帰還 ゲド戦記4【読書のきろく】
ゲド戦記、4作品目です。今までとは印象が違う物語でした。
第2話と第3話の「その後」が舞台になっていて、ゲドと一緒に旅をしてきた人物たちと、辛い体験を持つ少女が新たに登場します。
大きな悪に立ち向かってどんどん進んでいくような、いわゆる冒険モノではありません。時間的な「その後」は、登場人物たちに変化をもたらしていました。魔法使いの力を使い果たして一人の人間として生きる姿には、弱さや邪(よこしま)な心、葛藤があって、人間っぽさを感じます。そのおかげで、余計にのめり込める部分があったと思います。だから、終盤で、ようやく今回の旅も終わってよかったと感じた時に待っていた展開は、ショッキングでハラハラものでした。

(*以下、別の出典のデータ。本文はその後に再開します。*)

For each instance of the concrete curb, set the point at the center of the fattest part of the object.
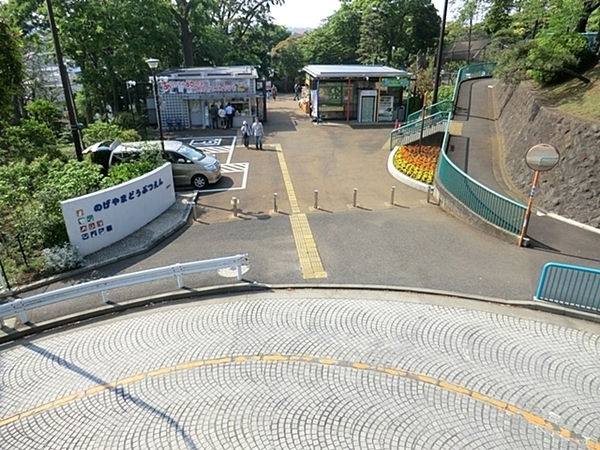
(252, 286)
(405, 179)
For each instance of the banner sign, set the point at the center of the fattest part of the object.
(99, 219)
(207, 86)
(395, 82)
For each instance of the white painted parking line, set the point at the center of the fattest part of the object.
(232, 168)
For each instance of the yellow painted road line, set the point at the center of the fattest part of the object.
(287, 180)
(310, 261)
(306, 359)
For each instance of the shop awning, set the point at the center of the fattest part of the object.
(353, 71)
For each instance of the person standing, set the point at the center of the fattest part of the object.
(296, 91)
(246, 132)
(258, 132)
(229, 113)
(214, 116)
(222, 117)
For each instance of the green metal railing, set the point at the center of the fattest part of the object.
(444, 105)
(399, 135)
(483, 201)
(479, 70)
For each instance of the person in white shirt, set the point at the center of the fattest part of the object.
(229, 113)
(246, 132)
(222, 117)
(258, 132)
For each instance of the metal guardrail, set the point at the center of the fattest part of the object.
(444, 105)
(21, 306)
(410, 132)
(571, 286)
(480, 70)
(483, 201)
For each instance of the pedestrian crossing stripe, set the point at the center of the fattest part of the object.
(234, 167)
(215, 150)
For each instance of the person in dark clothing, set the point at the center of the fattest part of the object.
(214, 116)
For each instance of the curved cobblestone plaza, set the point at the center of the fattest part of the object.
(266, 371)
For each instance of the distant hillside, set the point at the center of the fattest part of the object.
(575, 97)
(296, 31)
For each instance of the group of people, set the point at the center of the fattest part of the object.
(221, 117)
(256, 130)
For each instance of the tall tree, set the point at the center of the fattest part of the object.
(11, 69)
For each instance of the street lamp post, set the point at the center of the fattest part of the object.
(438, 62)
(130, 84)
(153, 64)
(66, 82)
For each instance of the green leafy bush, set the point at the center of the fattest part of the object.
(29, 140)
(100, 131)
(148, 161)
(46, 112)
(552, 54)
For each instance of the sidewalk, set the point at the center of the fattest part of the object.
(478, 152)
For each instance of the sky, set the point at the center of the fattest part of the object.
(310, 13)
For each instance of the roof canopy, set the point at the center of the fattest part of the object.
(353, 71)
(212, 72)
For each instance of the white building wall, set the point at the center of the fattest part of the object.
(102, 218)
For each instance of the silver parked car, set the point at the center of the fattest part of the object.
(191, 167)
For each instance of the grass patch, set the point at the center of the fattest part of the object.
(574, 97)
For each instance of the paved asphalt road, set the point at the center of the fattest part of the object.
(307, 370)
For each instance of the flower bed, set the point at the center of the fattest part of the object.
(417, 163)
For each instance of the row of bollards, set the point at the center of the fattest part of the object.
(235, 202)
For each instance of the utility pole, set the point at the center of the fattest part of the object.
(438, 62)
(74, 125)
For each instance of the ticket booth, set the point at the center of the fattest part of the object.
(361, 93)
(186, 95)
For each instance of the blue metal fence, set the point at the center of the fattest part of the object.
(572, 286)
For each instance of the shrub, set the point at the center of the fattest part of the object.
(27, 141)
(148, 161)
(61, 258)
(100, 131)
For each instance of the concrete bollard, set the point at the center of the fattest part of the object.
(235, 203)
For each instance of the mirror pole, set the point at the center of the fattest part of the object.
(536, 177)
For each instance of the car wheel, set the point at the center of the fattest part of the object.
(199, 181)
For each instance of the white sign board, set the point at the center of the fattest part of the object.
(102, 218)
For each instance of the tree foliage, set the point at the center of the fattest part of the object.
(11, 69)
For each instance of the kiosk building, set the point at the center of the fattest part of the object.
(185, 95)
(362, 93)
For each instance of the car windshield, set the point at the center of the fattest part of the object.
(191, 153)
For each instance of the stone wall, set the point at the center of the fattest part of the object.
(572, 188)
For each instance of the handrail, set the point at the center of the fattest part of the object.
(415, 127)
(572, 286)
(442, 106)
(21, 306)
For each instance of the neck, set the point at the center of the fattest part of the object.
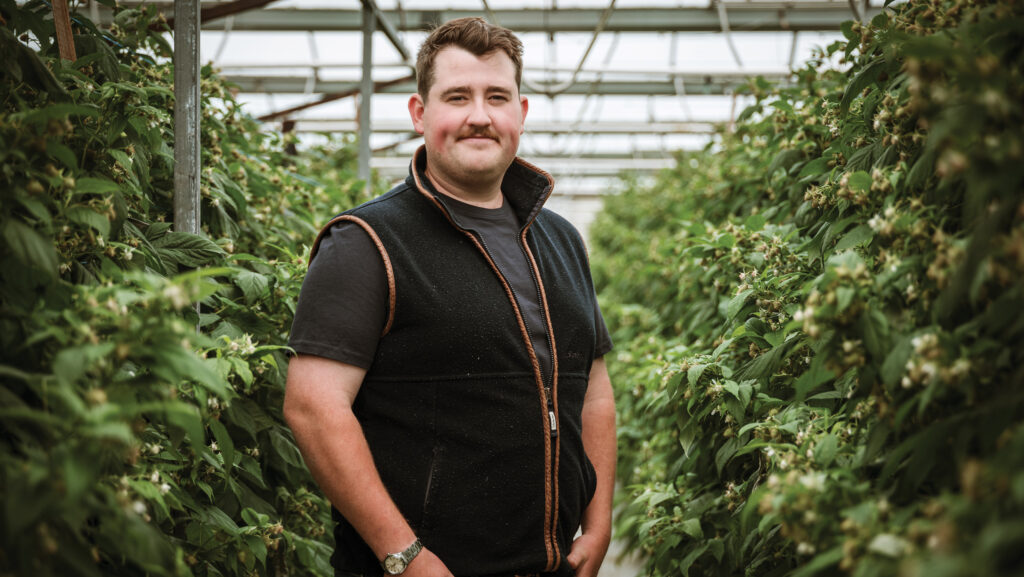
(484, 195)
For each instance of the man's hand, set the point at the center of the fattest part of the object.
(587, 553)
(427, 565)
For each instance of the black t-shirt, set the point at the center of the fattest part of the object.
(344, 301)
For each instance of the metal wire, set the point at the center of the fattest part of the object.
(723, 17)
(559, 88)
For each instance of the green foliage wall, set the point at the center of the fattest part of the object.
(818, 324)
(130, 443)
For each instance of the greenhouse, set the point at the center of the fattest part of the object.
(802, 223)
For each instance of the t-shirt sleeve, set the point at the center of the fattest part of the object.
(343, 304)
(604, 343)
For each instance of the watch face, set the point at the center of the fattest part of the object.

この作品も含めて、ゲド戦記では「真の名前」が重要な意味を持っています。真の名前を知ることは自分を知ることであり、周りの人との関係性や役割の中で生まれる呼び名もあります。その扱われ方を一緒に体験することで、自分は何者なんだろうという考えが頭をよぎったりします。
力は、何かを乗り越えた先に手に入れるものなのか、本来持っていることに気づくものなのか。そんなことも考えました。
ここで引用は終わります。